Farmers in Maharasthra hang banners offering their kidneys for sale; overworked medics in Gorakhpur fashion tubes from paper to deliver oxygen to the diseased; hungry parents in the barren fields of Orissa sell their children for the price of a bag of grain.
Millions roam the country in pursuit of work, trading the want of the village for the indignity of bonded labor. At outdoor kilns dotting the scorched terrain of Andhra Pradesh, parents and children toil side by side mixing and molding bricks from dawn till midnight. By doing this, a family of six earns about $5.50 per week, enough for one evening meal of unripe tomatoes and broken rice, reject kernels used normally as chicken feed.

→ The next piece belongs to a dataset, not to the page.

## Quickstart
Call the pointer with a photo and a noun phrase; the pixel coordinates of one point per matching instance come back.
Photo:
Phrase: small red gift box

The workers bathe in the stagnant mud pits used to mix the bricks and sleep in mattress-size hovels no taller than a man’s belly button, which contain their entire estate: some tattered clothes, a hand broom, a few dinged-up pots.
(5 Mar 2006)
A sobering look at the conditions for millions in a pre-peak society. -AF
Venezuela Boosts Oil Rigs, Not Enough to Raise Output
Venezuela, which wants to double oil output by 2012, has boosted the number of exploratory drilling rigs by 12 percent since last year. The increase isn’t enough to increase output, analysts said.
The South American country, the world’s fifth-largest oil exporter, had 75 drilling rigs as of January, up from 67 a year earlier, according to data compiled by Baker Hughes Inc. That’s below the 82 rigs needed to maintain output, Luis Vierma, vice president for exploration and production at state oil company Petroleos de Venezuela SA, said in an interview last year.
“They just don’t have enough rigs to keep output steady, let alone increase it,” said Juan Carlos Sosa, president of Grupo Petroleo YV, a Caracas based energy consultant.
Venezuela needs to boost its number of rigs to fulfill President Hugo Chavez’s pledge to increase the country’s oil output to 5.2 million barrels a day by 2012 in a $56 billion expansion. Current output is about 2.58 million barrels a day, according to Bloomberg data.